Migration to version 1.6.0

  • No breaking changes
  • No new features
  • Zero Shot Classification (#1603) This release adds a new classification type zeroshot that works with any vectorizer or custom vectors. It picks the label objects that have the lowest distance to the source objects. The link is made using cross-references, similar to existing classifications in Weaviate. To start a zeroshot classification use "type": "zeroshot" in your POST /v1/classficiations request and specify the properties you want classified normally using "classifyProperties": [...]. As zero shot involves no training data, you cannot set trainingSetWhere filters, but can filter both source ("sourceWhere") and label objects ("targetWhere") directly.
  • Bug fixes

Migration to version 1.5.2

  • No breaking changes
  • No new features
  • Bug fixes:
  • Fix possible data races (short write) (#1643)

    This release fixes various possible data races that could in the worst case lead to an unrecoverable error "short write". The possibility for those races was introduced in v.1.5.0 and we highly recommend anyone running on the v1.5.x timeline to upgrade to v1.5.2 immediately.

Migration to version 1.5.1

  • No breaking changes
  • No new features
  • Bug fixes:
  • Crashloop after unexpected crash in HNSW commit log (#1635)

    If Weaviate was killed (e.g.

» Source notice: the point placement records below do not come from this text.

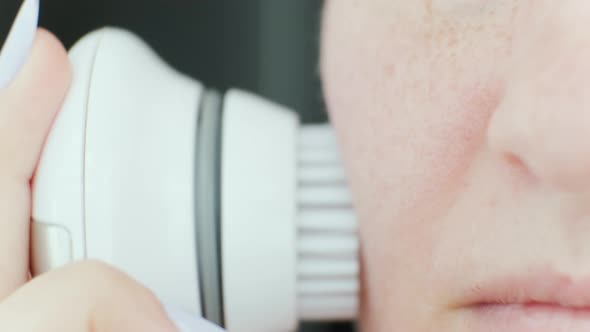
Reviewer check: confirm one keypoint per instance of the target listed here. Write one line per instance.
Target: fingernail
(19, 41)
(186, 322)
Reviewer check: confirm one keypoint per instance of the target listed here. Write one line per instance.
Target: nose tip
(552, 144)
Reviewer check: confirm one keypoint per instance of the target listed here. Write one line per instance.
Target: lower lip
(529, 318)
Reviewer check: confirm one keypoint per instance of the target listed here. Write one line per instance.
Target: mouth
(540, 301)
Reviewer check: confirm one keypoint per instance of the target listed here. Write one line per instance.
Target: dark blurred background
(265, 46)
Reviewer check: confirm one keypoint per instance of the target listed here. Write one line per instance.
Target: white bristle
(327, 244)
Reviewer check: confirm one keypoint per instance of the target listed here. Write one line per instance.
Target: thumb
(28, 106)
(27, 109)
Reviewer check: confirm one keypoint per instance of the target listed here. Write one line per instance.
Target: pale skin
(465, 129)
(463, 124)
(88, 296)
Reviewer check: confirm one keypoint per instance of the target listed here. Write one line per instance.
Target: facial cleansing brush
(223, 204)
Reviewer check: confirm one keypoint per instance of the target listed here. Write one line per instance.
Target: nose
(543, 119)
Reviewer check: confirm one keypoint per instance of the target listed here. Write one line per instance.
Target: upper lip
(541, 286)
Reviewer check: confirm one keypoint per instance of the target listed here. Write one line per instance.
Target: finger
(86, 297)
(27, 108)
(29, 105)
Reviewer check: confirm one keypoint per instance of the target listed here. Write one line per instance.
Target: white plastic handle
(19, 42)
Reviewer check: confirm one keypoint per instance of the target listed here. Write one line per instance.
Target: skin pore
(464, 127)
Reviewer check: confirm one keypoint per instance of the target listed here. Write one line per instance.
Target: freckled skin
(463, 124)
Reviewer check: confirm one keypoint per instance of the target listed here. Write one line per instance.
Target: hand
(88, 296)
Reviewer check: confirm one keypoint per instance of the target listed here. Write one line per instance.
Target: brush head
(17, 39)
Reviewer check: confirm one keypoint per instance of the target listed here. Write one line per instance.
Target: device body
(223, 205)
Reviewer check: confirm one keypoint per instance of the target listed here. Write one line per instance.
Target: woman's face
(465, 126)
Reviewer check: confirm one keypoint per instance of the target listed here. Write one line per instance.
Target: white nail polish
(19, 42)
(189, 323)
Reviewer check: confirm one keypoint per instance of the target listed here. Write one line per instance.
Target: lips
(540, 300)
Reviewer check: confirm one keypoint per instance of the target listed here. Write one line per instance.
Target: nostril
(518, 167)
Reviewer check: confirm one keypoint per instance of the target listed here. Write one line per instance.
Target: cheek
(411, 120)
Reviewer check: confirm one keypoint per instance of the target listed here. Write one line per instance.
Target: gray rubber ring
(208, 205)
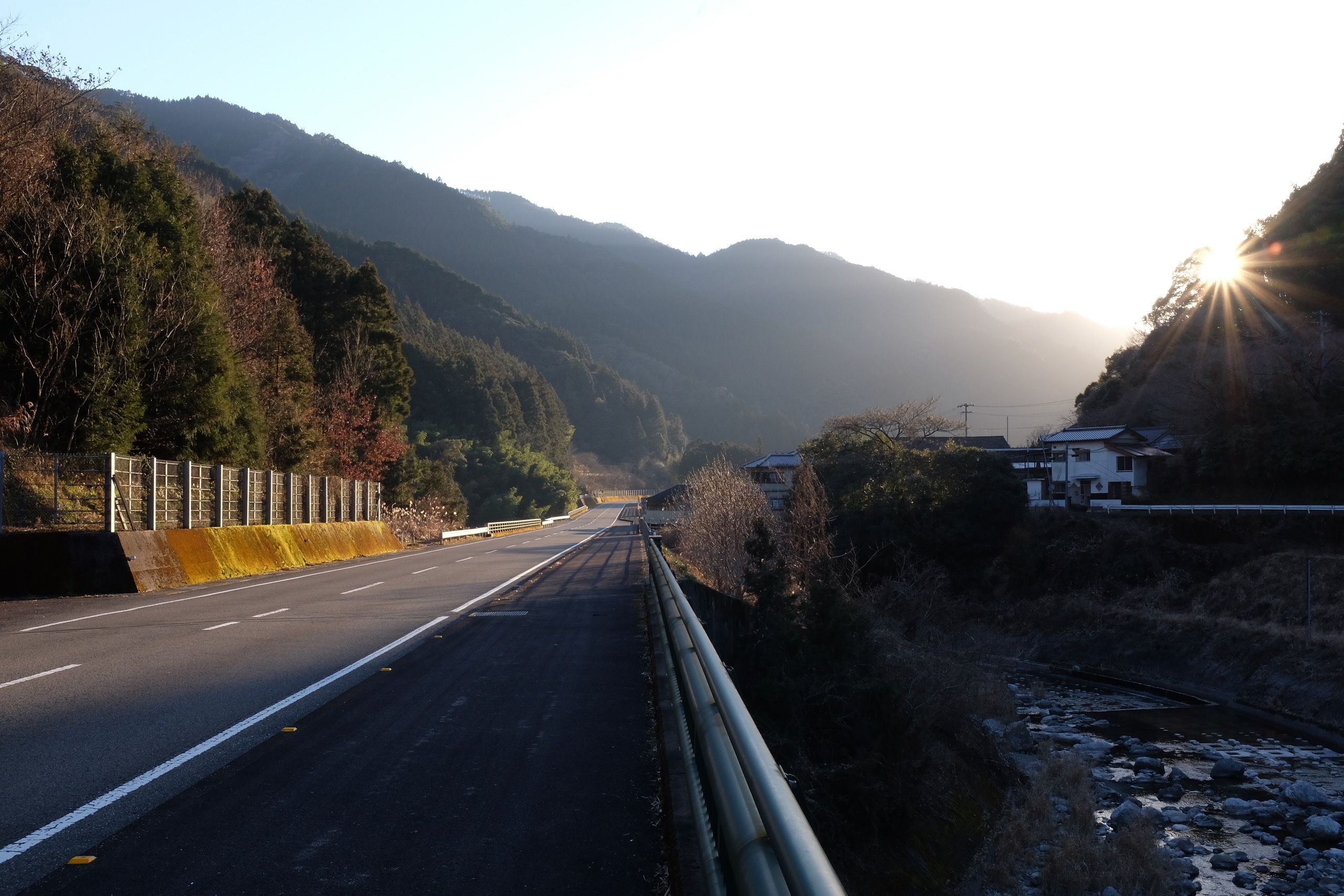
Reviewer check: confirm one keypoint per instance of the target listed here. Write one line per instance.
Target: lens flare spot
(1220, 267)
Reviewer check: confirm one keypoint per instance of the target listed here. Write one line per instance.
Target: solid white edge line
(527, 573)
(255, 585)
(25, 844)
(49, 672)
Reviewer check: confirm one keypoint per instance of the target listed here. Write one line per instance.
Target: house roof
(1092, 434)
(788, 458)
(1159, 437)
(987, 442)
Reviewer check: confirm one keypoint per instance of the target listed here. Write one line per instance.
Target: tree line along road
(112, 705)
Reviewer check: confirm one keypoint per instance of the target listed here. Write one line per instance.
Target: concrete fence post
(111, 493)
(186, 493)
(268, 512)
(152, 500)
(219, 495)
(245, 496)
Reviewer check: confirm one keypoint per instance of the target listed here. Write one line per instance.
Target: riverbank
(1234, 804)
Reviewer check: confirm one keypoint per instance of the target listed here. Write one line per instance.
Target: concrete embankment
(75, 563)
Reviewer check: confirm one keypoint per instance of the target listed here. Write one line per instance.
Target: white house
(1101, 465)
(773, 475)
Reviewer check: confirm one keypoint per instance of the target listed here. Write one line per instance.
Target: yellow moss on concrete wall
(174, 558)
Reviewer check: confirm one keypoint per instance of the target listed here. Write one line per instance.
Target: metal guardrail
(512, 525)
(1215, 510)
(762, 835)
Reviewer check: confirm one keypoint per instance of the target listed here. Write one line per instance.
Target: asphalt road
(508, 738)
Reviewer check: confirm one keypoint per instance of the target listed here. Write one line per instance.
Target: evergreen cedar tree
(1238, 371)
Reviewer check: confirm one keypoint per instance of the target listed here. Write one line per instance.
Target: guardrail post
(268, 501)
(219, 495)
(186, 495)
(111, 495)
(152, 501)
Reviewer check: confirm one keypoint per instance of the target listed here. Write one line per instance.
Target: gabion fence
(114, 492)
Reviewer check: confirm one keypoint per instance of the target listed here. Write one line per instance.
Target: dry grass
(1079, 861)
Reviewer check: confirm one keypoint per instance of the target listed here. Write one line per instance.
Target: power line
(1064, 400)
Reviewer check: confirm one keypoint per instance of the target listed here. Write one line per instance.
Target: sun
(1221, 265)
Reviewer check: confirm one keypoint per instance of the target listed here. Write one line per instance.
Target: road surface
(508, 755)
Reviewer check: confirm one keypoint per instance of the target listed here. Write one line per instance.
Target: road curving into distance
(111, 705)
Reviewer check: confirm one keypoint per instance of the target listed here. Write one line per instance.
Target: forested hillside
(612, 417)
(150, 304)
(648, 330)
(1247, 370)
(875, 332)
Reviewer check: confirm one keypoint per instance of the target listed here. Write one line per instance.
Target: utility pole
(1320, 323)
(965, 417)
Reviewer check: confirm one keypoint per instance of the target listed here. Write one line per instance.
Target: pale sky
(1061, 156)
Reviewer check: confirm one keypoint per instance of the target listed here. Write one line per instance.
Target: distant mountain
(740, 343)
(860, 315)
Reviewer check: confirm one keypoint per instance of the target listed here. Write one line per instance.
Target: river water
(1116, 729)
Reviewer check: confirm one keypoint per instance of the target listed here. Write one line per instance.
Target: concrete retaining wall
(73, 563)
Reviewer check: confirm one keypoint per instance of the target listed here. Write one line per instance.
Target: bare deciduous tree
(722, 504)
(901, 424)
(807, 534)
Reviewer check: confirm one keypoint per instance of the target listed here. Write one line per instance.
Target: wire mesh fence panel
(257, 499)
(279, 499)
(93, 492)
(169, 496)
(230, 503)
(131, 495)
(56, 491)
(202, 496)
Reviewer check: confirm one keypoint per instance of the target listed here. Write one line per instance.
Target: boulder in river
(1126, 813)
(1323, 828)
(1304, 793)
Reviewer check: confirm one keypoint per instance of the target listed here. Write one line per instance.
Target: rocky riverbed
(1241, 805)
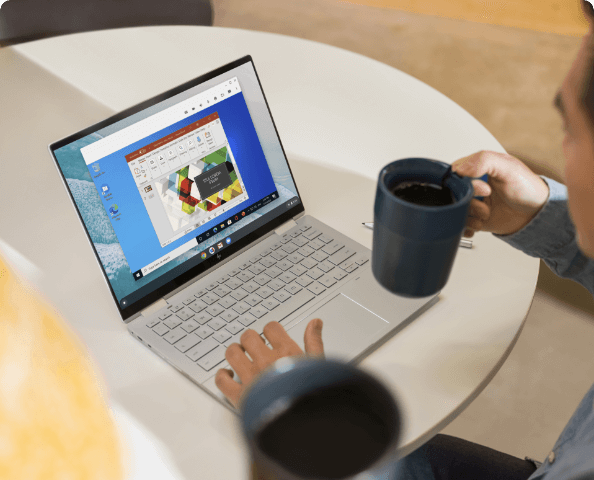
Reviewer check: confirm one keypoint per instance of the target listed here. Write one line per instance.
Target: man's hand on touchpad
(262, 356)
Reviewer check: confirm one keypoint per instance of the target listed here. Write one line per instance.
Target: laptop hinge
(285, 227)
(158, 305)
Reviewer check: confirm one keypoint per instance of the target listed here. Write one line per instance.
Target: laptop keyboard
(301, 265)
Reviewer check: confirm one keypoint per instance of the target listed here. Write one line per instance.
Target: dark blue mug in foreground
(414, 246)
(319, 419)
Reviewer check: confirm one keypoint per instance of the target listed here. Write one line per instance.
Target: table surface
(337, 113)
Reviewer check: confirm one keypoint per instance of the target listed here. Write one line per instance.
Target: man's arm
(551, 236)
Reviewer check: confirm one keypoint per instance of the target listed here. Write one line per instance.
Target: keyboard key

OOMKill) while writing the commit log, it could not be parsed after the next restart anymore, thus ending up in a crashloop. This fix removes this. Note that no data will be lost on such a crash: The particually written commit log has not yet been acknolweged to the user, so no write guarantees have been given yet. It is therefore safe to discard.

  • Chained Like operator not working (#1638)

    Prior to this fix, when chaining Like operators in where filters where each valueString or valueText contained a wildcard (*), typically only the first operator’s results where reflected. This fix makes sure that the chaining (And or Or) is reflected correctly. This bug did not affect other operators (e.g. Equal, GreaterThan, etc) and only affected those Like queries where a wildcard was used.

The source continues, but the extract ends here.